Görüyoruz ki ;sahte,sonradan öğrenilmiş,hastalık yaftası yapıştırılmış korkuların esiri olmamak için kendimize karşı daha itinalı olmalıyız.Kendimizi birtakım kimselerin kurgularına teslim etmeden önce aldığımız duyumu kontrol etmeli akıl ve kalp süzgecinden geçirmeden kabul mekanizmanızı devreye sokmamalıyız.
Sevgili Serkan Akkuş’un dediği gibi ; “Sen değil korkuların senden korksun.Hayatını alt üst eden korkularını sen yerle bir et ,kendine bu şansı ver ve harekete geç !”(Durma Hatekete Geç,S:85).
Şimdiki anda yaşarsanız korku kaygı gibi duygular kalmaz deniyor.Doğrudur fakat anda kalamamak bir odaklanma sorunudur aslında.Odaklandığımız işimiz değil zihnimiz.Zihnimizin çalışma prensibi bize bahsedilmeden ya da bunun üzerinde durulmadan dış duyumlardan alınan gerçekliği tartışılır bilgilerle korkudan korkmaktan sadece zihne kitlenilir oldu.Korkunun bir duygu olduğunu ve bize yardımcı olması için gerekli zamanlarda ortaya çıktığını bilmek bize zarar vermeyeceğini anlamak zihin yerine günlük hayata odaklanmamıza yardım eder.Ayrıca dua,meditasyon, nefes gibi çalışmalar da buna destek olacaktır.(Detaylı çözüme yönelik bilgiler için bkz: Serkan Akkuş, “Durma Harekete Geç”).
Mutluluğun aslî yolu;
korkuların kendi ürettiğimiz düşüncelere bağlı duygular olduğunu idrak ederek,kendinle savaşmayı bırakıp kendinle barışmayı seçmektir.Kendinle barışmak ise ilk deneyimimizde kızıp kırıldığımız kişilere karşı hoşgörü geliştirmek ,empati yapmak ve sonuç olarak onları affetmekten geçer.

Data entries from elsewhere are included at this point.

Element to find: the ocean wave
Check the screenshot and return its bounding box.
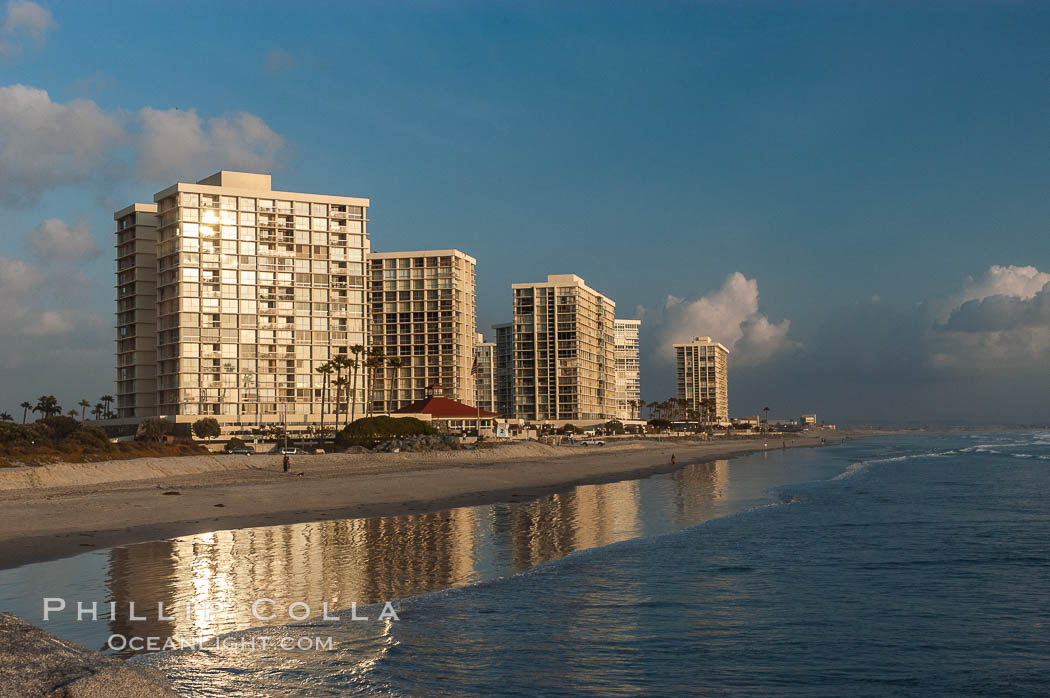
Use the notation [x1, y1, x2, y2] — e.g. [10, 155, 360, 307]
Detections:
[832, 451, 936, 481]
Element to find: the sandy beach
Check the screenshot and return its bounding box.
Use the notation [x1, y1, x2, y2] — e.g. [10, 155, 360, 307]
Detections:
[0, 430, 880, 569]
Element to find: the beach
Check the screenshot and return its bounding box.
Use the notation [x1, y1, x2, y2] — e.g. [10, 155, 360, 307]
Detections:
[0, 429, 856, 569]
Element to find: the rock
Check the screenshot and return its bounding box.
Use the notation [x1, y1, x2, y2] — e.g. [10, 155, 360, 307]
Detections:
[0, 612, 176, 698]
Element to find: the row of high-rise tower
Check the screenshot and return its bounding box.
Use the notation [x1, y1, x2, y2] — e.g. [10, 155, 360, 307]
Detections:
[114, 171, 641, 427]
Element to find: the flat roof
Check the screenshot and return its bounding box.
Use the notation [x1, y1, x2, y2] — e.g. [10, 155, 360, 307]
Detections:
[510, 274, 616, 305]
[369, 250, 478, 265]
[113, 204, 156, 220]
[153, 170, 371, 207]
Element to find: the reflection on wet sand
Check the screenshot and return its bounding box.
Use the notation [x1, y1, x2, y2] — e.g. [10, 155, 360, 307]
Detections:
[107, 461, 729, 641]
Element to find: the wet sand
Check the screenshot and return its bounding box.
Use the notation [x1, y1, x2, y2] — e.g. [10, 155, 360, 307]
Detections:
[0, 430, 881, 569]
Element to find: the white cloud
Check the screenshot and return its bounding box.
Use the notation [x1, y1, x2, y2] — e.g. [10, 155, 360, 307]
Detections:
[930, 266, 1050, 375]
[0, 256, 105, 342]
[0, 85, 125, 204]
[939, 265, 1050, 321]
[646, 272, 799, 366]
[28, 218, 100, 260]
[137, 107, 285, 179]
[0, 252, 40, 291]
[0, 85, 286, 206]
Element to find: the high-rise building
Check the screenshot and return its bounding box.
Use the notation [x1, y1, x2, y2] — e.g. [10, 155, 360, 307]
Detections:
[113, 204, 156, 418]
[674, 337, 729, 423]
[492, 322, 517, 419]
[511, 274, 616, 422]
[117, 171, 369, 426]
[614, 318, 642, 419]
[369, 250, 477, 413]
[474, 332, 496, 413]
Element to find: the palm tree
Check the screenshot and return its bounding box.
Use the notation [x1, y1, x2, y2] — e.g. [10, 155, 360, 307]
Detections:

Korkularıyla yüzleşmeye cesaret eden insan diğerlerini ve nihayetinde kendini de affetmeye başlar.Aslında diğerleri dediğimiz de bizim yansımalarımızdan başkası değildir.
Öyleyse çok değerli Serkan Akkuş’un severek okuduğum ve tavsiye ettiğim son kitabında da dediği gibi ;
“Durma Harekete Geç”!
Zihninden özgürleş,korkularından kurtul,önyargılarından arın,önce kendini sonra hayatı sev ve ikisiylede barış ki böylece mutluluk kapına gelsin.Nasıl uygulayacağım, ne yapacağım diyorsan bu harika bilgileri sana aktaracak ve hayatının değişmesine yardımcı olacak bu akıcı kitabı ve sevgili yazarın diğer kitaplarını (“Fesleğen Kokulu Sözler”,İnsan İklimi”,”Hayatınla Barış:Kendini Severek Yaşa”)da kesinlikle okumanı tavsiye ederim.
Özellikle “Durma Harekete Geç” ve bundan önceki “Hayatınla Barış” adlı kitapları kendimizi sevip affederek,engelleri kırarak,hayatta mutluluk ve başarıyı nasıl yakalayıp inşa edeceğimizi,nasıl huzurlu yaşayacağımızı bize çok sade ve anlaşılır bir üslupla anlatıyor.
Huzur ve mutluluğu yakalamamız dileğiyle.
Sevgi ve aşkla kalın …
Kaleminize yüreğinize sağlık. Çok güzel bir yazı olmuş.